10. The system of claim 9, wherein said determining whether the OBD sensor is maintained to be fixed to the coolant tank comprises:

detecting the coolant temperature of the engine and the temperature of coolant in the coolant tank;

determining whether a first temperature condition exists, the first temperature condition including that the coolant temperature of the engine is greater than a first predetermined temperature and a difference between the coolant temperature of the engine and the temperature of coolant in the coolant tank is less than a second predetermined temperature;

detecting a temperature of coolant in the coolant tank after a predetermined time lapses from a point of detecting the coolant temperature of the engine and the temperature of coolant in the coolant tank, if it is determined that the first temperature condition exists;

determining whether a second temperature condition exists, the second temperature condition including that a difference between the coolant temperature of the engine and the temperature of coolant in the coolant tank is less than a third predetermined temperature; and

outputting an error diagnosing signal indicating that the OBD sensor is not fixed to the coolant tank, if it is not determined that the second temperature condition exists.

11. The system of claim 10, wherein said determining whether the OBD sensor is maintained to be fixed to the coolant tank comprises:

outputting an error diagnosing signal indicating that the OBD sensor is not fixed to the coolant tank, if it is not determined that the first temperature condition exists until the predetermined time.

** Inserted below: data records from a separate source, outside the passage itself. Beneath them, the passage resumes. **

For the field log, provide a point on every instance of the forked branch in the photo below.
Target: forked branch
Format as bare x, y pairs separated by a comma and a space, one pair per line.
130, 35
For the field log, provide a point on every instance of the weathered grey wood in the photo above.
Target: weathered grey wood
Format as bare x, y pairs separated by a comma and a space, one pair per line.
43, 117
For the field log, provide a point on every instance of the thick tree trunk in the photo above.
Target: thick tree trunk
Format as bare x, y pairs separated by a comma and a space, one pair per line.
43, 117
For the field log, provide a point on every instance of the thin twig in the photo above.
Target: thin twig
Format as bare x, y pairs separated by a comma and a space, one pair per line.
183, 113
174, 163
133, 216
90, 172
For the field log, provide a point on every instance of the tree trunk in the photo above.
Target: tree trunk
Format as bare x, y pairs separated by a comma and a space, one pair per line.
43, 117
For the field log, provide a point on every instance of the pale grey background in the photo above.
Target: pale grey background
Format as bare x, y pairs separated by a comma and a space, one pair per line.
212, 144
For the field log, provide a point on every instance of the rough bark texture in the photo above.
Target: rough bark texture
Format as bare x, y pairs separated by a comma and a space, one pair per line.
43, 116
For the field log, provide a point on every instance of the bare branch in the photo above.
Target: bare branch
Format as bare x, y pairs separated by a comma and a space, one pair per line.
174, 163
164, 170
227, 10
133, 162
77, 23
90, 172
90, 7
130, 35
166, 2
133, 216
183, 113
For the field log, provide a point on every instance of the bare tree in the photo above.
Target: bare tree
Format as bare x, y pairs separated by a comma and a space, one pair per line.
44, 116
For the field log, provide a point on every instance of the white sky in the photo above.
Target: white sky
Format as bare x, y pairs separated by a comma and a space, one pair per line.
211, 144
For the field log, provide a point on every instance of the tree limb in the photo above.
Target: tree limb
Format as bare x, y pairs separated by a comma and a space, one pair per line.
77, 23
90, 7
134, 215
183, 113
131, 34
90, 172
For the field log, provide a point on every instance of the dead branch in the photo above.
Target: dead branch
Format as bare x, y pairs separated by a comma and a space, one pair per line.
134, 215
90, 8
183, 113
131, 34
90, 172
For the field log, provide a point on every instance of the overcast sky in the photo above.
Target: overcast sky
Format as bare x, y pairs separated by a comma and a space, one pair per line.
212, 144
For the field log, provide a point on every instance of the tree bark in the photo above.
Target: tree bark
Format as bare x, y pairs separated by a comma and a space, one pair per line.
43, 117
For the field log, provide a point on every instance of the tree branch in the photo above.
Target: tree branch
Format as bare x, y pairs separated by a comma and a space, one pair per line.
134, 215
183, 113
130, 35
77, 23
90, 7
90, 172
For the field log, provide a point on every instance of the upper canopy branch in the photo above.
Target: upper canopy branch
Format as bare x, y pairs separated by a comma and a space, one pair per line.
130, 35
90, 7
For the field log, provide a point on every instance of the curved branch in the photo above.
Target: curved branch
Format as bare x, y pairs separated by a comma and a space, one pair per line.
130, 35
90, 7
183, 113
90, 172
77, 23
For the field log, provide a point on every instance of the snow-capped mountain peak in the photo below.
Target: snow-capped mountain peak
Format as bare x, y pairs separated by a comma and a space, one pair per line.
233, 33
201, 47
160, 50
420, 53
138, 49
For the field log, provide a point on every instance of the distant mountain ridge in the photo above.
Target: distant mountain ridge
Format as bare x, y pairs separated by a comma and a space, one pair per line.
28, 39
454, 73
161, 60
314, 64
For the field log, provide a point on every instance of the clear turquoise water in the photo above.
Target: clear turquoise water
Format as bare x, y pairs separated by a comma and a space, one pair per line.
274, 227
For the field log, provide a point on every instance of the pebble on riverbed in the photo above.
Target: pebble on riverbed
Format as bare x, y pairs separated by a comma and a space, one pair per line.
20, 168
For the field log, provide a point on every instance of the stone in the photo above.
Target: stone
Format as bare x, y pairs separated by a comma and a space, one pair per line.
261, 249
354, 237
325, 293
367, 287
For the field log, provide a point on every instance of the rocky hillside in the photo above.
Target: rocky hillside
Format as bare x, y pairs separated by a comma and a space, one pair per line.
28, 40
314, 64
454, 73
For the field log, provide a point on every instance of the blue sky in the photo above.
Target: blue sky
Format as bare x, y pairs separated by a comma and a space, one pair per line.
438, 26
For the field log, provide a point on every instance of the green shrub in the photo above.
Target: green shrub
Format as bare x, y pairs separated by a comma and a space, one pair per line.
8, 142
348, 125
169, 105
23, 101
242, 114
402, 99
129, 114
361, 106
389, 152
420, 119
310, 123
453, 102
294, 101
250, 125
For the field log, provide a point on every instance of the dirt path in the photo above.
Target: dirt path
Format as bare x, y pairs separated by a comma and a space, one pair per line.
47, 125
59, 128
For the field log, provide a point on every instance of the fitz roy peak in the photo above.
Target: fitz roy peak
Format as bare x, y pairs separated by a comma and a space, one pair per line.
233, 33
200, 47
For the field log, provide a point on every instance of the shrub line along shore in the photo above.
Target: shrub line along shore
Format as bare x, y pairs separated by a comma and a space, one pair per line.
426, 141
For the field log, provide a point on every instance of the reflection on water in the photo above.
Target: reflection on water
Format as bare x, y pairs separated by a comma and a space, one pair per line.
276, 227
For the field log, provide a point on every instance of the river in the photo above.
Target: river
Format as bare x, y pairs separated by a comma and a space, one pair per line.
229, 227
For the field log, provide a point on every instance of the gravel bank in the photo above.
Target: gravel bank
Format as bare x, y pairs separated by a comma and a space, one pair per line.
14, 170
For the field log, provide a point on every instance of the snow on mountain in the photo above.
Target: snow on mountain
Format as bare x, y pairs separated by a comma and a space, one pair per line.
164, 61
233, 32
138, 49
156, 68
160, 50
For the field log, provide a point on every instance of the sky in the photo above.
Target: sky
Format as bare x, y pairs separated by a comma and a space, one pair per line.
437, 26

12. A method for diagnosing a malfunction of a system having a radiator provided with an air purifier; an OBD sensor provided to a coolant tank which makes up a bottom portion of the radiator, having a communication chip and a thermocouple; and an electronic control unit (ECU) connected electrically with the OBD sensor in order to determine whether the OBD sensor is fixed to the coolant tank, comprising:

outputting a diagnosing signal from the ECU in an early state of an engine operation; and

determining that the air purifier normally operates, if the outputted signal is returned to the ECU via the communication chip.

13. The method of claim 12, further comprising:

determining whether the OBD sensor is maintained to be fixed to the coolant tank, on the basis of a comparison of a temperature of coolant in the coolant tank detected by the thermocouple with a coolant temperature of an engine detected by an engine temperature sensor.

14. The method of claim 13, wherein said determining whether the OBD sensor is maintained to be fixed to the coolant tank comprises:

detecting the coolant temperature of the engine and the temperature of coolant in the coolant tank;

determining whether a first temperature condition exists, the first temperature condition including that the coolant temperature of the engine is greater than a first predetermined temperature and a difference between the coolant temperature of the engine and the temperature of coolant in the coolant tank is less than a second predetermined temperature;

detecting a temperature of coolant in the coolant tank after a predetermined time lapses from a point of detecting the coolant temperature of the engine and the temperature of coolant in the coolant tank, if it is determined that the first temperature condition exists;

determining whether a second temperature condition exists, the second temperature condition including that the difference between the coolant temperature of the engine and the temperature of coolant in the coolant tank is less than a third predetermined temperature; and

outputting an error diagnosing signal indicating that the OBD sensor is not fixed to the coolant tank, if it is not determined that the second temperature condition exists.

15. The method of claim 14, wherein said determining whether the OBD sensor is maintained to be fixed to the coolant tank comprises:

outputting an error diagnosing signal indicating that the OBD sensor is not fixed to the coolant tank, if it is not determined that the first temperature condition exists until the predetermined time.